Congratulations go out to Jacob Darwin Hamblin, associate professor of history at Oregon State University, who has been selected as the winner of the 2014 Paul Birdsall Prize for his latest book Arming Mother Nature: The Birth of Catastrophic Environmentalism (Oxford University Press, 2013).
The Birdsall Prize is awarded biennially by the American Historical Association (AHA) to honor the most important work published in English on European military or strategic history since 1870. The prize will be awarded during a ceremony at the Association’s 129th Annual Meeting in New York, NY, January 2-5, 2015.
Dr. Hamblin is also the Director of the new Environmental Arts and Humanities Initiative at Oregon State. You can learn more about Dr. Hamblin here.
Hamblin’s book was selected by a prize review committee of AHA members including Jonathan Reed Winkler, Chair (Wright State Univ.), Nicoletta F. Gullace (Univ. of New Hampshire, Durham), and David Holloway (Stanford Univ.).
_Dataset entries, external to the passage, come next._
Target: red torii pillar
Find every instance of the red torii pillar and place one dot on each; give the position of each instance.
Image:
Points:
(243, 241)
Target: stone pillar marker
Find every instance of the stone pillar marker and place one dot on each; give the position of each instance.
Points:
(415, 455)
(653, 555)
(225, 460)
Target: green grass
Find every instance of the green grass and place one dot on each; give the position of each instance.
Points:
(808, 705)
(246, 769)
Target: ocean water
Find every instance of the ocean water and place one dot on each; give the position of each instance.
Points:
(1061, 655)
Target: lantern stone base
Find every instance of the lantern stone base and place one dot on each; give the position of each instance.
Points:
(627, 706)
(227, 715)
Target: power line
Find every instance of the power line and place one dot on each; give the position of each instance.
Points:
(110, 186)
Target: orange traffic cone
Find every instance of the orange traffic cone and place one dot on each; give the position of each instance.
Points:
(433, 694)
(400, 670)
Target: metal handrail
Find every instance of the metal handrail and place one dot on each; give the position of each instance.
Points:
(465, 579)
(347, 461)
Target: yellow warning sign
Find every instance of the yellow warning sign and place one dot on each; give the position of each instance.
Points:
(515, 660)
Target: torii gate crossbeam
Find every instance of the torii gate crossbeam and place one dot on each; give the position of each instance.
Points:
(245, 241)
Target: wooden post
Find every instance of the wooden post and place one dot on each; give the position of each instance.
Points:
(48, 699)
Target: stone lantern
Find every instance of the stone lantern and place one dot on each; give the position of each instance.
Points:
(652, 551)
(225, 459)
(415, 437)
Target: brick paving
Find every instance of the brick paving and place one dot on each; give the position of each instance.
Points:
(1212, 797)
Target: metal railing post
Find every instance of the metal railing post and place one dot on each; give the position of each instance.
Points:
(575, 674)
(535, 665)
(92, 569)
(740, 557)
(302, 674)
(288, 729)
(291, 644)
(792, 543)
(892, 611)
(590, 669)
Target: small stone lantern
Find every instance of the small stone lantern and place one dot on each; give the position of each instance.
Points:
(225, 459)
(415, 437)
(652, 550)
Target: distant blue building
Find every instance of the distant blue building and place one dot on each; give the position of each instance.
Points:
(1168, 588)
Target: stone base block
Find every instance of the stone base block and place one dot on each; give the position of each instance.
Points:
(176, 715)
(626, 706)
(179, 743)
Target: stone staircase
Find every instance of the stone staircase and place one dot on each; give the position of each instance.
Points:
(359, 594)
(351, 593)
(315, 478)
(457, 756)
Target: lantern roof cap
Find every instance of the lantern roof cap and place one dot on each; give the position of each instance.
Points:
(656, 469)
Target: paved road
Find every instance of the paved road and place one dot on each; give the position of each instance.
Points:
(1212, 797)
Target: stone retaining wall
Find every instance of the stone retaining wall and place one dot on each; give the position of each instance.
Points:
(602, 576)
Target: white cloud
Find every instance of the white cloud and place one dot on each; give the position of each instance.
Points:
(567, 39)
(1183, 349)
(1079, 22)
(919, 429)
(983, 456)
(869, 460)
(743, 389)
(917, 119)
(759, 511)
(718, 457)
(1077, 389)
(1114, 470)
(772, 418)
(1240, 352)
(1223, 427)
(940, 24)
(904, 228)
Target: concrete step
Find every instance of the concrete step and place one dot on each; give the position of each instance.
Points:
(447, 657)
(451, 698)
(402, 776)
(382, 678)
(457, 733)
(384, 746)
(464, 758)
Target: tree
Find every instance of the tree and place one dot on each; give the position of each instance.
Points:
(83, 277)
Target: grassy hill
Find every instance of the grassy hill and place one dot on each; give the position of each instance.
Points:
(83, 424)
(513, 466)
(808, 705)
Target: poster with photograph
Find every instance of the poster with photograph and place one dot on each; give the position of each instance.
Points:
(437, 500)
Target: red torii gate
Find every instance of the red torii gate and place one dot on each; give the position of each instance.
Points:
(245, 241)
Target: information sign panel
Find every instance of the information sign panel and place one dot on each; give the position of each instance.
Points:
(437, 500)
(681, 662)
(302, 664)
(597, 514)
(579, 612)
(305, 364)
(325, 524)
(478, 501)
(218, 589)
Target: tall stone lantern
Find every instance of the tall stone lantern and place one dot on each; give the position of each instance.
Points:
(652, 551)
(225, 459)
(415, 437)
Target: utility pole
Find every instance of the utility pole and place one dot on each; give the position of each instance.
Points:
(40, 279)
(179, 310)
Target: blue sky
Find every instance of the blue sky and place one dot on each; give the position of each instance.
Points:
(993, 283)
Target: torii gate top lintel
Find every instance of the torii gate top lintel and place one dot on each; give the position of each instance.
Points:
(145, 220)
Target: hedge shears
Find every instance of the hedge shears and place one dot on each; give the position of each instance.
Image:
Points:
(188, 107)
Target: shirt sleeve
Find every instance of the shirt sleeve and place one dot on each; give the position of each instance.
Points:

“Hamblin has crafted an international history of the creation of ‘catastrophic environmentalism,’ the idea that mankind could and should interfere with the environment to achieve strategic ends,” commented Jonathan Reed Winkler, the 2014 Paul Birdsall Prize Committee chair and associate professor of history at Wright State University. “The implications of his discoveries will reach beyond the fields of military and strategic history.”
The Birdsall Prize was established in 1985 by a generous gift from Professor Hans Gatzke, who remained anonymous until his death. Paul Birdsall (d. 1970) was a historian of European diplomatic and military affairs and a foreign service officer.
The American Historical Association is a nonprofit membership organization founded in 1884 and incorporated by Congress in 1889 for the promotion of historical studies. The AHA provides leadership for the discipline, protects academic freedom, develops professional standards, aids in the pursuit and publication of scholarship, and supplies various services to sustain and enhance the work of its members. As the largest organization of historians in the United States, the AHA is comprised of over 13,000 members and serves historians representing every historical period and geographical area.